While the outputs will not be perfect, they provide an excellent starting point and help translate clinical recommendations into something practical and actionable.

The Limitations You Need to Understand

While AI is very helpful, it has real limitations and understanding them is essential.

AI does not “understand” anything. It does not verify information in real time. It predicts language based on patterns in data. This is fundamentally different from clinical reasoning, and confusing the two can cause harm.8

AI can deliver incorrect information with complete confidence. It fabricates information, a phenomenon commonly referred to as “hallucinations.” It can oversimplify complex situations in ways that sound reasonable but are not. If you are not in a position to critically evaluate what it produces, you should not rely on it for decisions that affect your health.9

There is also a behavioral limitation worth acknowledging. AI can create the illusion of progress. Generating a great meal plan does not mean you will follow it. Creating a detailed workout schedule does not mean it will be executed.

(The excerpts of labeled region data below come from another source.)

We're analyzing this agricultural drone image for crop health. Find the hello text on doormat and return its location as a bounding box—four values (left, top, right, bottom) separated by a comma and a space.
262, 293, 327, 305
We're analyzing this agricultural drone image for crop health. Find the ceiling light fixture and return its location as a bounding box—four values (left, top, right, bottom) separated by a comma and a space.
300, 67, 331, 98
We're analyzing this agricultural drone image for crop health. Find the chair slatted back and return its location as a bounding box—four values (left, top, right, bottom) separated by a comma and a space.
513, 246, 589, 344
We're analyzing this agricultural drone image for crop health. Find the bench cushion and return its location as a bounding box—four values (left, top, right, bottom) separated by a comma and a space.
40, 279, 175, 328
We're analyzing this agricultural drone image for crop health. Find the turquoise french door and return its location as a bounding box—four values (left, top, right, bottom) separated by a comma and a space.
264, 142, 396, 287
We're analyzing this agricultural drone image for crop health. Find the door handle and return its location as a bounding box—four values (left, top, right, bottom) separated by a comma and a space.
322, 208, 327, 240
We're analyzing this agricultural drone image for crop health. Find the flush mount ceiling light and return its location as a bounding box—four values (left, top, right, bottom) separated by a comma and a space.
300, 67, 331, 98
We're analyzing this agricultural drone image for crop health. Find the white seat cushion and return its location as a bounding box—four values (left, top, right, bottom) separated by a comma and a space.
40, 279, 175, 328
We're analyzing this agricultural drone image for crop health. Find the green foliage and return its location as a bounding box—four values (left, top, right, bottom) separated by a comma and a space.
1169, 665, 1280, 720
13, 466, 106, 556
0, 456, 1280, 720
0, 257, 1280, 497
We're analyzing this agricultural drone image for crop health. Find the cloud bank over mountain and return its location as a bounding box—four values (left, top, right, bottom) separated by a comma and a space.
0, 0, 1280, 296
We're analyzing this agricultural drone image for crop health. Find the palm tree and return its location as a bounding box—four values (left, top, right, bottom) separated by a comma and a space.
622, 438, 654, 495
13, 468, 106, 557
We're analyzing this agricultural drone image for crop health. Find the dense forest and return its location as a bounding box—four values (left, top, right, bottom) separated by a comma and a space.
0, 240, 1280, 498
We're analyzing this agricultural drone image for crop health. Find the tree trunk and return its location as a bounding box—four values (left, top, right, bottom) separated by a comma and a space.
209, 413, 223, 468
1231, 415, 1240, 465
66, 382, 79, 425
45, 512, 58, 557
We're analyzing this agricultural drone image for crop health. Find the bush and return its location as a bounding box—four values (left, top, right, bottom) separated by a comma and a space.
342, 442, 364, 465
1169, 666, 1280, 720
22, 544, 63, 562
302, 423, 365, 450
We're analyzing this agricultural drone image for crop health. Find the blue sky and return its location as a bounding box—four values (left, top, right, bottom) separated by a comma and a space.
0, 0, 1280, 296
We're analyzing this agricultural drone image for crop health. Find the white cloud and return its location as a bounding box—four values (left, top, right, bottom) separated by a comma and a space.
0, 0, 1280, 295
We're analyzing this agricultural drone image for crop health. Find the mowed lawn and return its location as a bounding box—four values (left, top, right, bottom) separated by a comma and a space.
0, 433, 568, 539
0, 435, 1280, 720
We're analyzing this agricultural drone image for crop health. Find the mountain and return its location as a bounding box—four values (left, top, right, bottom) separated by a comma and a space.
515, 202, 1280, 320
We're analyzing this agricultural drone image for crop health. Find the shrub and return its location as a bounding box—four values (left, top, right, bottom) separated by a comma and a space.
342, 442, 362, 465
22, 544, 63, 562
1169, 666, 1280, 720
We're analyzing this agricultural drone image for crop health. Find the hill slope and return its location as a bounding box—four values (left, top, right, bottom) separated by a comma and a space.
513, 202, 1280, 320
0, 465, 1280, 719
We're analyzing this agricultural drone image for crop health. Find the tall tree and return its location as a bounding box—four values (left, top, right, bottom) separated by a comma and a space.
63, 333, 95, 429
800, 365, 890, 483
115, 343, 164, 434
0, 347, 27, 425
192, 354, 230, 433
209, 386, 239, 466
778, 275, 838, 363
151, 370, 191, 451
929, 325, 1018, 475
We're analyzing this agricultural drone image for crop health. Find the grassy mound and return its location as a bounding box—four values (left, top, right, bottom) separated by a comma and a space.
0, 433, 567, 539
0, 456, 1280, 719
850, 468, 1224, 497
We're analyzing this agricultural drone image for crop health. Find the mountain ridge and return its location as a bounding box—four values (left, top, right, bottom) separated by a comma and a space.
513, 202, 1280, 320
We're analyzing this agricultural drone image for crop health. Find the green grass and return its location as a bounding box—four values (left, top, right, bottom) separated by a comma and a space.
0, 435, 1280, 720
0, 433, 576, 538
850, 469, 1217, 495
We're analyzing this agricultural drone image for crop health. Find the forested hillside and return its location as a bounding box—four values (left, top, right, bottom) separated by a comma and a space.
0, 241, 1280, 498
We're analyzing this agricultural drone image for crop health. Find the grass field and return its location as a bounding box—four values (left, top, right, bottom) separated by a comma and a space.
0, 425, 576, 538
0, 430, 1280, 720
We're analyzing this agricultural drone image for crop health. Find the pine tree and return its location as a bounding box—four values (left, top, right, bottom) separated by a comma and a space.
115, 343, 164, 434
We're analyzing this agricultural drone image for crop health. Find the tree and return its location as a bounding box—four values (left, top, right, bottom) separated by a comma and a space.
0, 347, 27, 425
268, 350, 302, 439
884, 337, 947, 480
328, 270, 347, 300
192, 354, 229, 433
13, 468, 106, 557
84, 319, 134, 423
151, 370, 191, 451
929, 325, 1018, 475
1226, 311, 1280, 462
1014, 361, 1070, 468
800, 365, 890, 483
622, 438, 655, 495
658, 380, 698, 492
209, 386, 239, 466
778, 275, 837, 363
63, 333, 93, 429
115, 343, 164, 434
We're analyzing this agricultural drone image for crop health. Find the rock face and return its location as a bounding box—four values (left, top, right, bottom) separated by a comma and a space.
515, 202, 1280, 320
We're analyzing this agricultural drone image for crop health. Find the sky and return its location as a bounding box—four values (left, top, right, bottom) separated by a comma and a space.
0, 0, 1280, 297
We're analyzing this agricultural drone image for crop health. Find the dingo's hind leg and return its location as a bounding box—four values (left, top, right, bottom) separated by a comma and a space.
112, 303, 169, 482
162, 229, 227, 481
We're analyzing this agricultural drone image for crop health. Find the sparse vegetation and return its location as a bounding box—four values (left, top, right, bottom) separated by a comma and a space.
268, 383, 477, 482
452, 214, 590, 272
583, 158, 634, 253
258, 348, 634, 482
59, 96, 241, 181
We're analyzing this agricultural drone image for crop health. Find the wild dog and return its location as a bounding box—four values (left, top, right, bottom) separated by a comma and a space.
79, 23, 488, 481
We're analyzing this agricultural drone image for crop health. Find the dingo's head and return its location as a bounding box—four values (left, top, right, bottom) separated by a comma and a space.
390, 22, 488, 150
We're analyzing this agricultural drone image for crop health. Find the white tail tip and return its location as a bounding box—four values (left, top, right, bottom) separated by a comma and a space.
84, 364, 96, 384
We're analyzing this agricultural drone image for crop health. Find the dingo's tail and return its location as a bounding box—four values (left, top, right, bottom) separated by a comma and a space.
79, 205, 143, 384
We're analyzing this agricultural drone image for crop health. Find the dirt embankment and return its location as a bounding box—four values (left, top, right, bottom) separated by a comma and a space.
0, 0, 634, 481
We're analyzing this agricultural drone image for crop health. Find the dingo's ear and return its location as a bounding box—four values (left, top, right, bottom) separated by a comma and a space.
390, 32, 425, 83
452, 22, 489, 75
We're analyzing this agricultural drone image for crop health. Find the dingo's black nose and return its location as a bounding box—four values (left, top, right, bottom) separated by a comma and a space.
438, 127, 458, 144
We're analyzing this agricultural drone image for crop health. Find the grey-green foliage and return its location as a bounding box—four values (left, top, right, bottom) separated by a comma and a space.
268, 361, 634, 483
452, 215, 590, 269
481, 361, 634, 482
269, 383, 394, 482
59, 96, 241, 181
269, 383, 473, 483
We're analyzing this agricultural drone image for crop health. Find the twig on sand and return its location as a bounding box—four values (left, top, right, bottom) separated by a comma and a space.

The plan is only as valuable as the action behind it.

There is also an environmental cost that rarely gets mentioned in conversations about AI. These platforms run on massive data centers that consume extraordinary amounts of electricity and water. Water is used to cool the servers, and the energy demands are significant enough that several major AI companies have had to revisit their carbon footprint as usage has increased.10 This does not mean you should not use AI. But it is worth being aware that every query has an environmental impact, and the collective impact of AI at scale is a legitimate concern.

There is also risk of dependency. Instead of building the skills to think through a problem, some people default to asking AI for every decision.11 That is not the goal. The goal is to use it as a tool that supports action, not one that replaces thinking.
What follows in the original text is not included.